¿Met o Halloween? Heidi Klum se transforma en escultura neoclásica para la gala de Wintour y los Bezos
La modelo ha asistido al gran evento de la moda en el Museo Metropolitano de Nueva York convertida en ‘La Vestal velada’ de Raffaele Monti, una escultura de mármol de 1847 recreada por el experto maquillador Mike Marino
Como en sus mejores noches de Halloween, en las que Heidi Klum (52 años) acostumbra a sorprender con los disfraces más inesperados y elaborados, la modelo alemana ha vuelto a arriesgar más que nadie en la reciente gala del Met. La maniquí se ha presentado en el gran evento de moda, celebrado el primer lunes de mayo —como marca la tradición desde hace décadas— en el Museo Metropolitano de Nueva York, transformada en La Vestal velada, una escultura neoclásica de 1847 firmada por el italiano Raffaele Monti. De esta forma ha llevado la temática de este año, Fashion is Art (La moda es arte), a la máxima literalidad, paseándose por las salas del Met —también por su mítica escalera, donde los invitados se paran a posar bajo los focos— como una virgen vestal, es decir, una sacerdotisa de Vesta, diosa romana del hogar.
Irreconocible, con una expresión como congelada en el tiempo que hacía pensar en el mármol original de la obra de Monti (aunque el traje estaba hecho de látex), Klum parecía haber llegado directa de una de sus míticas apariciones del 31 de octubre, donde se la ha visto disfrazada de repulsiva medusa (2025), de E. T., el extraterrestre (2024), de pavo real macho (2023) y, puede que la más impresionante, de gusano gigante en 2022. Para esta ocasión, la modelo ha vuelto a contar con el arte del maquillador y del experto en prótesis estadounidense Mike Marino, quien la ha acompañado en el laborioso proceso de enfundarse en algunos de sus disfraces. Marino ha sido, además, responsable de transformar a Colin Farrell para su papel del Pingüino y de convertir a Sebastian Stan en Edward, un hombre de rostro desfigurado, en A Different Man.
Según un comunicado del representante de la modelo, el diseño de Marino tardó cuatro horas y media en confeccionarse y se inspiró, además de en la obra Monti, en otras esculturas clásicas, como el Cristo velado de Giuseppe Sanmartino, de 1753. La pieza entera estaba hecha de látex y se ajustaba firmemente al rostro de Klum. Sus manos y pies estaban pintados de blanco alabastro, incluso las uñas, asomando todo por debajo del velo.
“Parece que soy dura, pero soy blanda”, dijo Klum a Ashley Graham y Cara Delevingne en una transmisión en directo para Vogue desde la alfombra roja. Preguntada por cómo se le había ocurrido la idea, ha respondido: “Paseando por el Met”. “Empecé en el Met. Recorrí el Met. Raffaele Monti, que ha realizado la mayoría de las esculturas del siglo XIX, me impresionó y pensé: ‘¡Guau, qué belleza!’”, declaró la modelo sobre su inspiración.

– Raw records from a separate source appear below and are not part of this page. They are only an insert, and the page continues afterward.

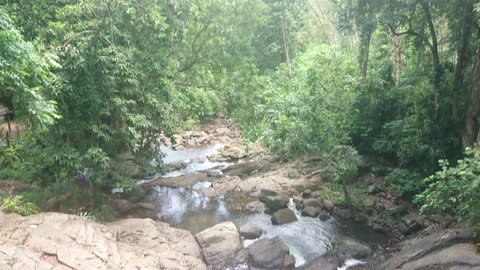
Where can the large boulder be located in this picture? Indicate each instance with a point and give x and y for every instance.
(61, 241)
(220, 245)
(273, 200)
(432, 250)
(250, 231)
(311, 211)
(283, 216)
(270, 254)
(354, 249)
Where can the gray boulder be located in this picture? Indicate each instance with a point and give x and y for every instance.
(354, 249)
(270, 254)
(250, 231)
(273, 200)
(283, 216)
(220, 245)
(311, 211)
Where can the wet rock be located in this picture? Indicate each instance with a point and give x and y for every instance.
(311, 211)
(273, 200)
(354, 249)
(187, 180)
(121, 206)
(398, 210)
(328, 205)
(256, 206)
(270, 254)
(220, 244)
(283, 216)
(307, 193)
(460, 256)
(48, 240)
(146, 205)
(318, 203)
(322, 263)
(417, 248)
(342, 213)
(324, 216)
(250, 231)
(298, 202)
(414, 222)
(379, 228)
(246, 168)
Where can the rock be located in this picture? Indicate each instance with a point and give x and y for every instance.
(322, 263)
(146, 205)
(414, 222)
(416, 248)
(270, 254)
(461, 255)
(48, 240)
(256, 206)
(274, 201)
(306, 193)
(122, 206)
(298, 202)
(342, 213)
(354, 249)
(246, 168)
(220, 245)
(311, 211)
(318, 203)
(328, 205)
(283, 216)
(250, 231)
(379, 228)
(324, 216)
(397, 210)
(187, 180)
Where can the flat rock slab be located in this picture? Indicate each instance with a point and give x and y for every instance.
(187, 180)
(420, 247)
(61, 241)
(220, 245)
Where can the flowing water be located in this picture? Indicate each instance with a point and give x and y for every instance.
(190, 209)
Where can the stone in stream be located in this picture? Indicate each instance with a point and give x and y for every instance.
(273, 200)
(311, 211)
(283, 216)
(270, 254)
(250, 231)
(318, 203)
(354, 249)
(220, 245)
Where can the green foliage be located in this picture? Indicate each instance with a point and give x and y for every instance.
(25, 75)
(408, 183)
(18, 205)
(454, 190)
(310, 111)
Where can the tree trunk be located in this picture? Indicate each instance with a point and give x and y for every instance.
(397, 58)
(471, 128)
(437, 70)
(462, 55)
(286, 48)
(366, 37)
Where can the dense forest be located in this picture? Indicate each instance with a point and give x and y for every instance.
(94, 82)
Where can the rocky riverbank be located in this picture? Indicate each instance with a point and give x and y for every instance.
(247, 181)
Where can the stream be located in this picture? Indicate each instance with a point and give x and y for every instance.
(188, 208)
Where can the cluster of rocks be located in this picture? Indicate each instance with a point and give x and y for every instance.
(222, 248)
(223, 131)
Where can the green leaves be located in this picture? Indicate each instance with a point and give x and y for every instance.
(25, 74)
(454, 190)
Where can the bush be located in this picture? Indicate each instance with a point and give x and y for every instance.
(18, 205)
(454, 190)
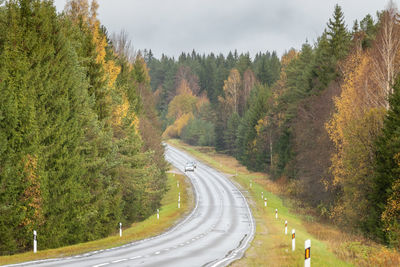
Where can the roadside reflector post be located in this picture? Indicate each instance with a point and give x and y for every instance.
(285, 227)
(307, 253)
(293, 240)
(34, 241)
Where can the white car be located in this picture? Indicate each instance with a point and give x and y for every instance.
(189, 167)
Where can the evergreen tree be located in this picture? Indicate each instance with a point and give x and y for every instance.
(387, 166)
(338, 36)
(231, 133)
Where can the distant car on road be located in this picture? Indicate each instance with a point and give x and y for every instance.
(189, 167)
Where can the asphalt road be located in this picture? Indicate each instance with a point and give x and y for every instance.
(215, 233)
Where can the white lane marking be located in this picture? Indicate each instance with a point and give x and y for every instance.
(119, 260)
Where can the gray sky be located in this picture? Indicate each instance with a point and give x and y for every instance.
(173, 26)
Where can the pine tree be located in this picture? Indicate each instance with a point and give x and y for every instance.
(338, 36)
(387, 167)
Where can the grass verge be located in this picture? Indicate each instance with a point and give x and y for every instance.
(271, 247)
(169, 215)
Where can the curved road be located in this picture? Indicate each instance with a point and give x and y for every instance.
(215, 233)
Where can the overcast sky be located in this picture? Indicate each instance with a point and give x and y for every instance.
(173, 26)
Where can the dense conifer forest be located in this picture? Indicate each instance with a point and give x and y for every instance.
(322, 121)
(79, 153)
(82, 116)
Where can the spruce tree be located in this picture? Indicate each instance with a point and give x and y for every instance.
(387, 163)
(338, 36)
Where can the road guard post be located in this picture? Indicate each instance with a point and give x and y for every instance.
(285, 227)
(34, 241)
(307, 253)
(293, 240)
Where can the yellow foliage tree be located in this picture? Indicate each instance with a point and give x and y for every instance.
(353, 129)
(232, 91)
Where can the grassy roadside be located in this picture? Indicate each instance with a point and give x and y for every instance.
(329, 245)
(169, 214)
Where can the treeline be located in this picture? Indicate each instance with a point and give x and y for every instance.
(79, 153)
(323, 120)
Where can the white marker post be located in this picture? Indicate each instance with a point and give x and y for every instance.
(285, 227)
(307, 253)
(293, 240)
(34, 241)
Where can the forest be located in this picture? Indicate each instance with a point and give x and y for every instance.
(79, 153)
(323, 121)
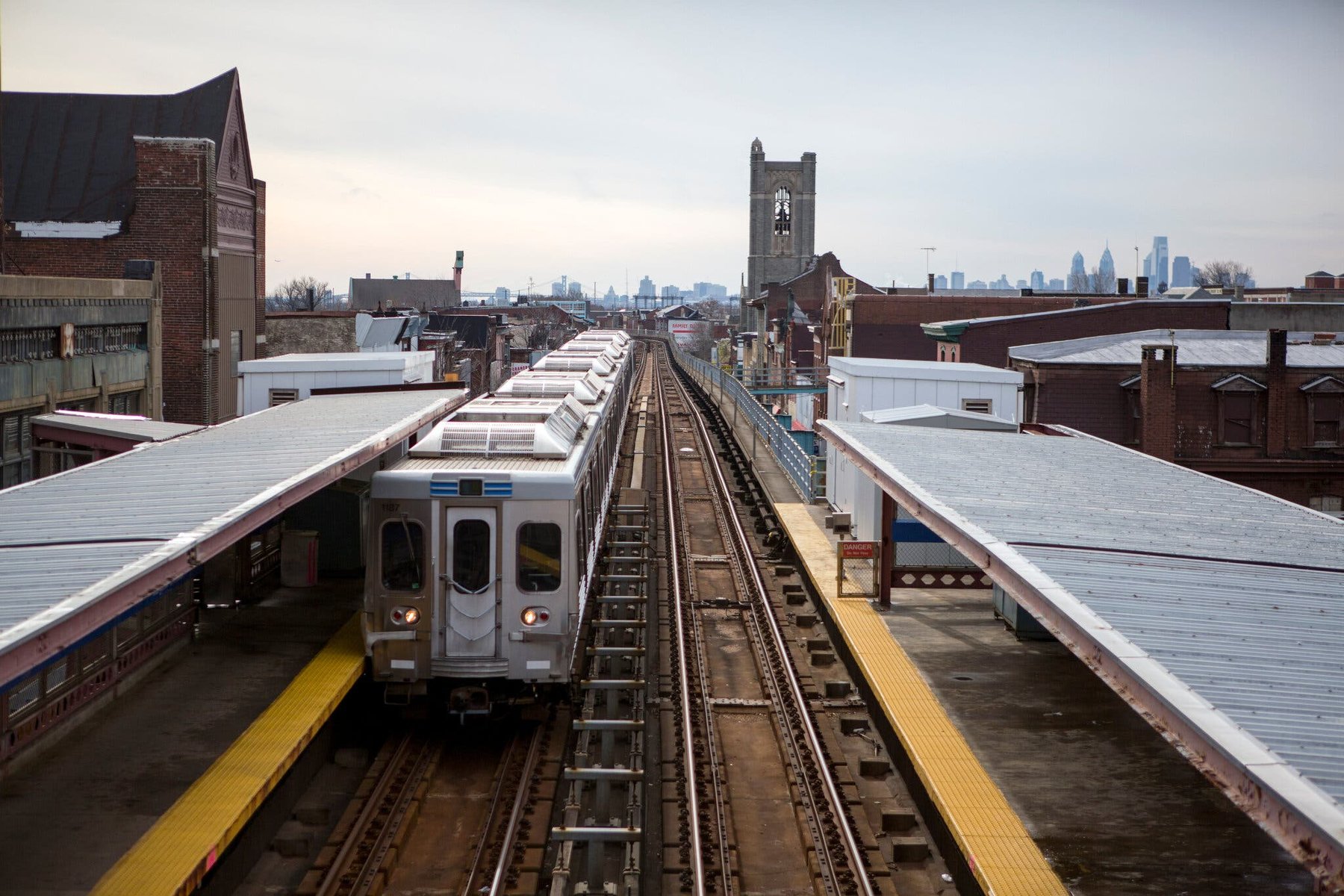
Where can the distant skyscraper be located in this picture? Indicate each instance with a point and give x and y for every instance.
(1180, 272)
(1078, 274)
(1160, 272)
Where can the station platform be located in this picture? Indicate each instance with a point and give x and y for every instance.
(1048, 782)
(75, 808)
(184, 844)
(998, 849)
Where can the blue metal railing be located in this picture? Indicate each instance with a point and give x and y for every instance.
(806, 473)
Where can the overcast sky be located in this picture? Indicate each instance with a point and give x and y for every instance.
(608, 139)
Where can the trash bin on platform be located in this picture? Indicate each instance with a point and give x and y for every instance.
(299, 558)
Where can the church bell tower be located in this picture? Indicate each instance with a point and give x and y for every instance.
(784, 196)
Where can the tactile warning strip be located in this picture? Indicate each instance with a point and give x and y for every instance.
(998, 848)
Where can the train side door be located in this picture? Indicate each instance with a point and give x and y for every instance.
(470, 582)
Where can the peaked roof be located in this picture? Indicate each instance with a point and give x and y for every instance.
(72, 158)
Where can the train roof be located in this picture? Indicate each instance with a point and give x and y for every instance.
(492, 426)
(585, 386)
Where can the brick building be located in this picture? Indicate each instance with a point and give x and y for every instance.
(986, 340)
(1260, 408)
(94, 180)
(886, 326)
(75, 344)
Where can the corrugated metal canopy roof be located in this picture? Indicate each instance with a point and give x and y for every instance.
(70, 539)
(1195, 347)
(128, 428)
(1225, 603)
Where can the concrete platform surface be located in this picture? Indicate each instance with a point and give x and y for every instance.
(1115, 808)
(70, 813)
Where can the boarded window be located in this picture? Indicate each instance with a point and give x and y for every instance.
(539, 556)
(1325, 420)
(1332, 504)
(124, 403)
(977, 405)
(470, 555)
(235, 351)
(403, 555)
(1238, 418)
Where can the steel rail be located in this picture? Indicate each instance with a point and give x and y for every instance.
(475, 865)
(833, 791)
(698, 884)
(515, 815)
(707, 709)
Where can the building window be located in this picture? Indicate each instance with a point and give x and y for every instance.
(1325, 418)
(16, 447)
(1238, 418)
(235, 351)
(538, 556)
(783, 211)
(403, 555)
(1332, 504)
(124, 403)
(977, 405)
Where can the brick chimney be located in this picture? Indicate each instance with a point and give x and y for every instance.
(1157, 395)
(1276, 376)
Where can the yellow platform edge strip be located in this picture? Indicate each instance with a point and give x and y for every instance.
(174, 856)
(998, 848)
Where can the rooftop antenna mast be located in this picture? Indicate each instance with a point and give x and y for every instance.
(927, 252)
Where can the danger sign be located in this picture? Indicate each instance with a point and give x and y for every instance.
(858, 550)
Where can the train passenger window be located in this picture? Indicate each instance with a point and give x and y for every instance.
(538, 556)
(470, 555)
(403, 553)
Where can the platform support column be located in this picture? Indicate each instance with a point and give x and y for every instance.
(889, 553)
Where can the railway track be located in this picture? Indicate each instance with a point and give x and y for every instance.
(398, 840)
(700, 754)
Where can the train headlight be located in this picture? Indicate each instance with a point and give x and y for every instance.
(405, 615)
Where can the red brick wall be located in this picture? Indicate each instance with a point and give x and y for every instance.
(171, 226)
(989, 343)
(889, 326)
(1089, 398)
(260, 218)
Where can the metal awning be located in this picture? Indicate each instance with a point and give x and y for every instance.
(81, 548)
(1216, 610)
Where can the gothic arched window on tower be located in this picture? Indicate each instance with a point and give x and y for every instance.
(781, 211)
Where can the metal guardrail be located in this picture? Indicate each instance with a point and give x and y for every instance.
(785, 381)
(806, 473)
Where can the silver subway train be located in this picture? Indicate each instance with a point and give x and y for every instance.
(484, 538)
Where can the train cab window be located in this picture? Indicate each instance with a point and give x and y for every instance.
(403, 555)
(539, 556)
(470, 555)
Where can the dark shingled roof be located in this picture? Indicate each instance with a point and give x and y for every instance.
(70, 156)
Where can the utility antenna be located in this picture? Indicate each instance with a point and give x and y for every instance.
(927, 252)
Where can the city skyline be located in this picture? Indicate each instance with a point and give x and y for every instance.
(396, 161)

La gala de este año, que ha tenido lugar una vez más bajo la presidencia de la todopoderosa Anna Wintour y, en esta ocasión, con el polémico patrocinio de Jeff y Lauren Bezos, ha contado con otros nombres relevantes de la cultura y del entretenimiento, como Beyoncé, Bad Bunny y algunas de las hermanas Kardashian. Además de la moda y el arte, los 10 millones de dólares que el matrimonio Bezos ha donado para su celebración han sido motivo de conversación en torno a la gala y de polémica por su cuestionada influencia en el evento. Mientras Beyoncé, que no acudía al evento desde hacía 10 años, ha lucido un diseño de Olivier Rousteing con plumas, pedrería, transparencias y tocado, Bad Bunny ha acudido absolutamente irreconocible, apostando por transformarse en un hombre de mucha más edad —algo que ya hizo hace años Heidi Klum en uno de sus disfraces más populares de Halloween—.
La Vestal velada fue un encargo del sexto duque de Devonshire y representa una vestal con el rostro velado, arrodillada y portando una llama. Se exhibió durante la Gran Exposición de 1851, con gran éxito. Actualmente se encuentra en la mansión británica Chatsworth House.